На смену коньяку пришла более дешевая водка. «Свинячье пойло, — с него только дуреешь», — вздыхала моя собеседница во время разговора. Набравшись с «друзьями», она могла не дойти до дома и уснуть на лавочке у подъезда. Но Люське казалось, что ничего предосудительного она не делает: она искренне считала алкоголь единственным спасением уже не столько от головных болей, сколько от мрачных мыслей.
- Другого источника радости у меня не было, — говорит она. — Когда я трезвела, на меня накатывали чёрные думы, я не знала, как уйти от обиды на мать и на жизнь. А пьяная я ощущала себя королевой. Я всё время старалась всем показать, что я лучше и интересней, чем есть на самом деле и чем многие другие – не понимала, что надо просто жить. Даже не так: не понимала, что надо жить просто. Не стоило нагружать себя пьянками, плясками, мыслями. Не стоило ничего никому доказывать, в том числе и себе – каждый знает, каков он на самом деле и каков ты.
Веселье кончилось внезапно: Людмилу выгнал из дому бывший муж – юридически квартира ей не принадлежала.
Сдюжила?
Несколько дней Люська скиталась по городу. Познакомилась с местными пьяницами-попрошайками, пила вместе с ними неизвестно где добытую крепкую муть, собирала по урнам банки с остатками пива и объедки. Клянчила у прохожих деньги якобы на проезд до Челябинска, а сама приносила добытую мелочь в «общак» разгульной шайки-лейки.
К счастью для Людмилы взрослые сыновья сумели найти денег на покупку комнаты в коммуналке и забрали мать с улицы.
Бросить пить ей помог новый знакомый – охранник из супермаркета, с которым у нее неожиданно завязался роман. Он, почти непьющий человек, сумел убедить её в том, что развеселая Люська, спешащая в магазин за очередной бутылочкой, никогда не сумеет найти себя. А вот взрослая, элегантная, держащаяся со спокойным достоинством и, естественно, трезвая Людмила обязательно сумеет разобраться в детских комплексах и найдет смысл жизни.

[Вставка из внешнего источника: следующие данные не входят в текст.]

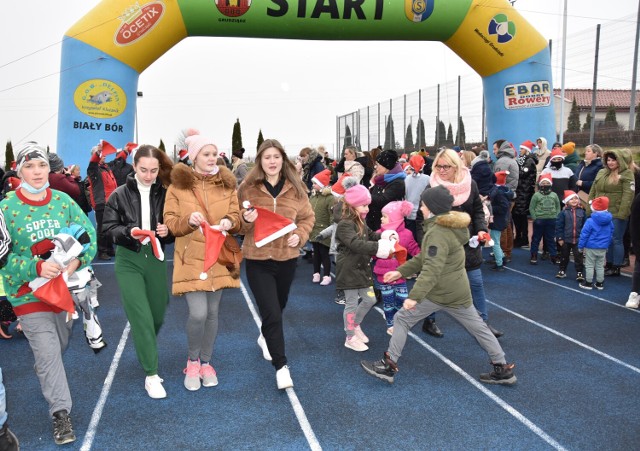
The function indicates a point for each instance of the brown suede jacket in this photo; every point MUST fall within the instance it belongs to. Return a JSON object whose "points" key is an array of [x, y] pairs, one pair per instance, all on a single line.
{"points": [[219, 194], [286, 204]]}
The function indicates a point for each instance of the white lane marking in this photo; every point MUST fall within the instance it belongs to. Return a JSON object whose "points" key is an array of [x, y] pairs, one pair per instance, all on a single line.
{"points": [[575, 290], [312, 440], [568, 338], [106, 387], [505, 405]]}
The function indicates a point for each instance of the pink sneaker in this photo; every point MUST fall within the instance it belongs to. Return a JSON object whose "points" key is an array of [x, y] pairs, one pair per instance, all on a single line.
{"points": [[361, 336], [208, 375], [192, 378]]}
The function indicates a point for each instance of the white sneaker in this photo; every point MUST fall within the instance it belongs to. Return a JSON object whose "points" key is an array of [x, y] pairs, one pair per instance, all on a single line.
{"points": [[354, 343], [153, 385], [634, 300], [283, 378], [263, 345], [361, 336]]}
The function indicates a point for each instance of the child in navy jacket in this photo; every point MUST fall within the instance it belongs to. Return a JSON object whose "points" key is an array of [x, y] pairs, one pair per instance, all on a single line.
{"points": [[595, 237], [568, 227]]}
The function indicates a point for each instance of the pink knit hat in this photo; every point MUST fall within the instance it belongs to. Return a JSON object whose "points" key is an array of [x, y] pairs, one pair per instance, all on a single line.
{"points": [[357, 196], [396, 211], [195, 143]]}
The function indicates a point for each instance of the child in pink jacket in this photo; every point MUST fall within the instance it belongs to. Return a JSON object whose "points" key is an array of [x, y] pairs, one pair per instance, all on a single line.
{"points": [[394, 293]]}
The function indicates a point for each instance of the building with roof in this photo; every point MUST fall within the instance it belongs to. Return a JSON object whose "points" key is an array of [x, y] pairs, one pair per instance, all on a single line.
{"points": [[620, 98]]}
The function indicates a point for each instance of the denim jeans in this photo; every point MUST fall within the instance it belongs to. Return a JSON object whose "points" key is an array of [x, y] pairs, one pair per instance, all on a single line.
{"points": [[615, 253]]}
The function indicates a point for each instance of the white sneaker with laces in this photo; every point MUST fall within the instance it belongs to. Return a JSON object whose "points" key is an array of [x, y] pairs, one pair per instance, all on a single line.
{"points": [[263, 345], [153, 385], [634, 300], [361, 336], [283, 378], [354, 343]]}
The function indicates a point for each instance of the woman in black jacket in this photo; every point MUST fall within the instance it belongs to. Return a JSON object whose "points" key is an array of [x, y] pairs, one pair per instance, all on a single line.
{"points": [[133, 220]]}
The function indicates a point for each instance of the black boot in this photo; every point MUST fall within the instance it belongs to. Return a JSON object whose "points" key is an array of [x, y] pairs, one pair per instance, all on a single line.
{"points": [[496, 333], [8, 440], [384, 368], [62, 428], [430, 327], [502, 374], [613, 271]]}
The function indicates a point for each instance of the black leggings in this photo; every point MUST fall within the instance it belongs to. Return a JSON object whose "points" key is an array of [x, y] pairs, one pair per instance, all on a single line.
{"points": [[321, 257], [270, 282]]}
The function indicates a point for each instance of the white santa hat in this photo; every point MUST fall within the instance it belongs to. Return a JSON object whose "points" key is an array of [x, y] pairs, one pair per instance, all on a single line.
{"points": [[269, 226]]}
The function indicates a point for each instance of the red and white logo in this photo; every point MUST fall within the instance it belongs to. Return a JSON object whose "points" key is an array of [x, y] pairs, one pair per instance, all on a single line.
{"points": [[233, 8], [137, 21]]}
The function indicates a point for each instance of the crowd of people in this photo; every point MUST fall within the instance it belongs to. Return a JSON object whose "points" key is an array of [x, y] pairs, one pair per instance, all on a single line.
{"points": [[405, 230]]}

Она поверила. Завязала – не без труда, не без срывов. А смысл жизни так и не нашла.
- Мне до сих пор себя жалко. Обидно, что меня, слабую и беззащитную, никто не поддерживал и не любил, когда я так в этом нуждалась, — вздыхает Людмила. — И сейчас у меня нет верного, настоящего друга, которому можно доверить свои чувства. Сыновья меня любят, но у них своя жизнь. С тем приятелем, который помог мне остановиться, отношения в итоге не сложились – он ни в какую не хотел принимать меня как равную, общался со мной свысока.
Водка из моей жизни ушла, но ничего не появилось взамен – одна пустота. Хобби у меня нет. Веры в бога особой тоже нет. Сижу в своей комнатушке, пытаюсь забыть всё худое, что происходило со мной за долгие годы, и не знаю, куда себя применить.
Когда Людмила вышла из моего кабинета, аккуратно вытирая слёзы коником платка, чтобы окончательно не размазать макияж, я подумала: «Сорвется ведь от обиды, запьёт». Ещё долго я корила себя за жестокость и, наверное, за необоснованную принципиальность. Надо было взять этот рассказ и причесать его, насколько возможно… Но сегодняшняя встреча вселила в меня надежду на то, что я не обозналась, и несущая себя с достоинством Люська – это и есть та самая Людмила, неудавшаяся писательница. Значит, все-таки она нашла своё счастье? Значит, всё-таки сдюжила?